RUNA SINU - THE LANGUAGE OF HUMANITY
So in 2015 Maco is ready with his concept - la Haute Culture
Take inspiration from and modernise clothes from his grandparents' culture (the Andes mountains)
Use the noble wool of the Alpaga
Work directly with the local artisans in Peru (knits, weaves...)
Spread the word on his cultural heritage
Create an affordable luxury brand
Give all his clothes names from his grandparents' Quechua language (like Runa Sinu)
He knows every artisan that works for him and loves going to see them back in Peru, working and spending time with them, he pays them directly, cutting out the middle man.
Last time he spent a week with a group of women and took them out, taking them to the textile museum so they could learn more about their culture and history.
For Maco, fabrics are a way of writing a story, creating poetry. Every piece has a meaning and a sense.
The poncho, his signature piece, holds a strong symbolism in the Andean culture because when you pass your head through the hole, they say it is like the sun rising though the mountains (the mountains being the sleeves). When you wear the poncho it becomes the sun because it warms you up.
"In my culture, clothes tell a story. for example in the graphic design on a lot of fabrics you can see animals, lakes,
mountains...it's a 'thank you' to nature.
All this symbolism is really attractive to me, I still think 'wow that's incredible' "
Maco is continuing to develop his brand in a responsable way.
His last collection was called INTROSPECTION, because he believes we should all look a little further into how we consume and the effect on our planet.
His next collection for SS19 is called BIO LOGIC where he has used only organic cottons.
His "universe" is very clear, his message lucid and his collections always in line with his passion for his Peruvian heritage. When he talks of it, his eyes light up.
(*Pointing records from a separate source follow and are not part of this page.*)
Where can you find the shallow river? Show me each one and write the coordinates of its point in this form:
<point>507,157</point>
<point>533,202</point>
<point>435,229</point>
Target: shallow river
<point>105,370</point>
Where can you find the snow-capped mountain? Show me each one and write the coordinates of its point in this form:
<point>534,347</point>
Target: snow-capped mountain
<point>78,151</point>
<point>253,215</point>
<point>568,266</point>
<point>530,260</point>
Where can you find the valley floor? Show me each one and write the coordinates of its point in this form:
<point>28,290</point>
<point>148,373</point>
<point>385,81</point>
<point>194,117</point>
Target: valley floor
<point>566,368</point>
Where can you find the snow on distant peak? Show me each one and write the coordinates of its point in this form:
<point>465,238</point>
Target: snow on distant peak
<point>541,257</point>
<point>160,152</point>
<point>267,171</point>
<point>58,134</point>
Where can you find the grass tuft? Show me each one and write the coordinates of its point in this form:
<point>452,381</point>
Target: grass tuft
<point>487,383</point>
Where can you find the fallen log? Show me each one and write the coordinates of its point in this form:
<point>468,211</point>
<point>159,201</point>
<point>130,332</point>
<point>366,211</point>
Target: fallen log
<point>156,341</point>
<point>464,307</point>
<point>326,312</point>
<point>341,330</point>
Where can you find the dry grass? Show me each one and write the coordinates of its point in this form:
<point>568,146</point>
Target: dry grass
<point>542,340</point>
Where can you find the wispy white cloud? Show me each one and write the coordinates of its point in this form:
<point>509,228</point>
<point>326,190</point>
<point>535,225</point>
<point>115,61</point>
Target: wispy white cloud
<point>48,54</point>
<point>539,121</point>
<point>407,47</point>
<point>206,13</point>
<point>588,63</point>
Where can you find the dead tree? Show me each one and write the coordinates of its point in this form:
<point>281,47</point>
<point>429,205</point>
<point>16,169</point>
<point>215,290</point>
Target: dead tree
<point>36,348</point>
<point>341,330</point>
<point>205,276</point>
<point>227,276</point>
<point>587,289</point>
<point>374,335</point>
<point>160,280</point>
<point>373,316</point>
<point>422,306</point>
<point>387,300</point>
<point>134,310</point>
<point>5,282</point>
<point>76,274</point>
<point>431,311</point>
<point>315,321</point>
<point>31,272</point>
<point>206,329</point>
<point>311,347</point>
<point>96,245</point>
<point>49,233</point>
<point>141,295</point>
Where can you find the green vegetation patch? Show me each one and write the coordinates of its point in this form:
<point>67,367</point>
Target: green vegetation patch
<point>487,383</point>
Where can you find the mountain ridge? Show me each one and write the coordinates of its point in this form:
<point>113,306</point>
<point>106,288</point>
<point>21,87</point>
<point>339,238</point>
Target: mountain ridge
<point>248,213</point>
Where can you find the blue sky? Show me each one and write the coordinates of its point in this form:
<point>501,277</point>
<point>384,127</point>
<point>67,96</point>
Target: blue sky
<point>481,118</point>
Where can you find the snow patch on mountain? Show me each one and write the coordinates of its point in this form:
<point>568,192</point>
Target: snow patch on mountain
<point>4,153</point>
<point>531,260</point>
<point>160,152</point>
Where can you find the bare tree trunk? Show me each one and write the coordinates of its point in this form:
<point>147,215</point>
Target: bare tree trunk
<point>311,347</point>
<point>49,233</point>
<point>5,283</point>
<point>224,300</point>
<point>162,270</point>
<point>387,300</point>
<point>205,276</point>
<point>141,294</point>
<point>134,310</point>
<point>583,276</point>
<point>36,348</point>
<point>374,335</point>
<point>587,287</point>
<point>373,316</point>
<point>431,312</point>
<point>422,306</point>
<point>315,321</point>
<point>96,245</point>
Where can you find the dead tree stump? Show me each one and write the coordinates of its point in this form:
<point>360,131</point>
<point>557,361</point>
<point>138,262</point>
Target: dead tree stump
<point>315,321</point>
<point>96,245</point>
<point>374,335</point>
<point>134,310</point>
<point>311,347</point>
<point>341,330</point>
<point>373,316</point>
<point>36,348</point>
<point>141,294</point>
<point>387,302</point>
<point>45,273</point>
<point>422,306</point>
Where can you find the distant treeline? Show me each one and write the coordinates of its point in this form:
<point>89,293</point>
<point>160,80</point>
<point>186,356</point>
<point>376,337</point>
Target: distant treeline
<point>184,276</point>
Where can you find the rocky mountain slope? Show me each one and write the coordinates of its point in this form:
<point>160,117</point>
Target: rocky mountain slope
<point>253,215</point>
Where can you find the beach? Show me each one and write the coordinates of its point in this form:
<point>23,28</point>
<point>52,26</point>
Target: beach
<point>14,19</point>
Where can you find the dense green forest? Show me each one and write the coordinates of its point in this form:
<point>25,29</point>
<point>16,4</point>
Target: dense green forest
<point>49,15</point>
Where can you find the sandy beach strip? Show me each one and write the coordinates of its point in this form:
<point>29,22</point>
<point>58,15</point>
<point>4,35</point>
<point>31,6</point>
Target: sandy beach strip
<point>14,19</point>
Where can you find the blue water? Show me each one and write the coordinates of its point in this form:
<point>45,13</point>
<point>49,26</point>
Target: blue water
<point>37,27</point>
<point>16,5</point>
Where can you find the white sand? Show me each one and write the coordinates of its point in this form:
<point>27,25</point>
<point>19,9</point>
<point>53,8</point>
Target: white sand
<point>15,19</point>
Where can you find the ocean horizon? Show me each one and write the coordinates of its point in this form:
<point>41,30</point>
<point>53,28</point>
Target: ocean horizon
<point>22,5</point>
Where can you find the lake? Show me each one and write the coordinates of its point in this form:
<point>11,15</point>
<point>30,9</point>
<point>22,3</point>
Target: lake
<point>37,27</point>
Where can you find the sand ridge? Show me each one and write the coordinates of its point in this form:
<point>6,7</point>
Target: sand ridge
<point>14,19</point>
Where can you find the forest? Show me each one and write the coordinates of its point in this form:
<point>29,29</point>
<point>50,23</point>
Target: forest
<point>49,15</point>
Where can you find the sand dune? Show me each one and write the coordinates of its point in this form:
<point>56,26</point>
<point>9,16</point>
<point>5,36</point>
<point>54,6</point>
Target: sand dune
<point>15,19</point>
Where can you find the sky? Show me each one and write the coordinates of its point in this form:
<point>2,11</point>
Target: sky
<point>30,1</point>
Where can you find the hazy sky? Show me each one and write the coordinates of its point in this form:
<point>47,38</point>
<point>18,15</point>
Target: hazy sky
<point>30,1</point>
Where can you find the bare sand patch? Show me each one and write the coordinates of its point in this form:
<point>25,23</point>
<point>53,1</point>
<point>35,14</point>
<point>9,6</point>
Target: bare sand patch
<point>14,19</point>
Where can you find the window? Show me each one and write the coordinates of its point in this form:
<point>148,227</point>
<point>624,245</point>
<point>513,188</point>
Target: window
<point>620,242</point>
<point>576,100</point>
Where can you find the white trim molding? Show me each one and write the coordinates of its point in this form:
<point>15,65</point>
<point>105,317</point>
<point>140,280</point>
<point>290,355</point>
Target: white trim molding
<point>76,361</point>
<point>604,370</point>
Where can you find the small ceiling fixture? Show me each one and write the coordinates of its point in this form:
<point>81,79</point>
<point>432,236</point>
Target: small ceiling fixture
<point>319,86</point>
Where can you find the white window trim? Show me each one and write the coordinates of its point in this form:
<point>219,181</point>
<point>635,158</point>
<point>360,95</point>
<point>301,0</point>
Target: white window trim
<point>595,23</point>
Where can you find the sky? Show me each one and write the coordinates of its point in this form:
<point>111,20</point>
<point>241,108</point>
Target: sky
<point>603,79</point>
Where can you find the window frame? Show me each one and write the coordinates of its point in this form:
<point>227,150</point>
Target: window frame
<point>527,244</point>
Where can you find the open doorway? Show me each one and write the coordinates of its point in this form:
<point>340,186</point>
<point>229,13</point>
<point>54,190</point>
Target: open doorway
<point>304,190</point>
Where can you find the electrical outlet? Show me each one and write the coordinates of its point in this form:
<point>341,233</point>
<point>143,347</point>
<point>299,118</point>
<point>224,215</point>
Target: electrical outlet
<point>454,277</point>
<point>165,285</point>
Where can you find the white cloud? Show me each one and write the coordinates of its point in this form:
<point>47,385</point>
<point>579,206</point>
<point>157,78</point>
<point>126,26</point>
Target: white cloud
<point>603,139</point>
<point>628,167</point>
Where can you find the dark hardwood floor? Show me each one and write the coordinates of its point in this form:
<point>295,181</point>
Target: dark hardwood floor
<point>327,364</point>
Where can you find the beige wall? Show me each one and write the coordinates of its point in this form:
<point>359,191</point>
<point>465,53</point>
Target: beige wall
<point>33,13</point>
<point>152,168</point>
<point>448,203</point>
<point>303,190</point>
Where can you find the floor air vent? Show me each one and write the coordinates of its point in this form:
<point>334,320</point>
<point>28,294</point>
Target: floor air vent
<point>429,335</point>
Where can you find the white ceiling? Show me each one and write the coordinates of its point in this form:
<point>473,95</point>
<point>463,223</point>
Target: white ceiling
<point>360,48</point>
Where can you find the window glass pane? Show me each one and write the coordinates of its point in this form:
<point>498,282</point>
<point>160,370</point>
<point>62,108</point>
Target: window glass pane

The cut and the fabrics are high quality, just like the graphic universe, he's created too- his videos, photos, lookbooks...
There is something very "LOGIC" and coherent in everything he does- his message works, we want to know more about where he's from, to dive into his culture, to see his mountains.
His collections are inspiring and his clothes send us off on a trip to Peru, up to Pampa Guay, far away, where they speak Quechua and the Alpacas freely roam the land.
"My fashion is human fashion.
All my creations are made with love. I love working with the local craftsmen and women, I love spreading the message
of my Andean culture to others.
Over there, they are so happy to know that their work is worn by people in Europe.
I want the people who buy my clothes to feel this good energy, that there's a story behind every piece.
Good energy for everyone: for me, for the artisans, and of course for my clients."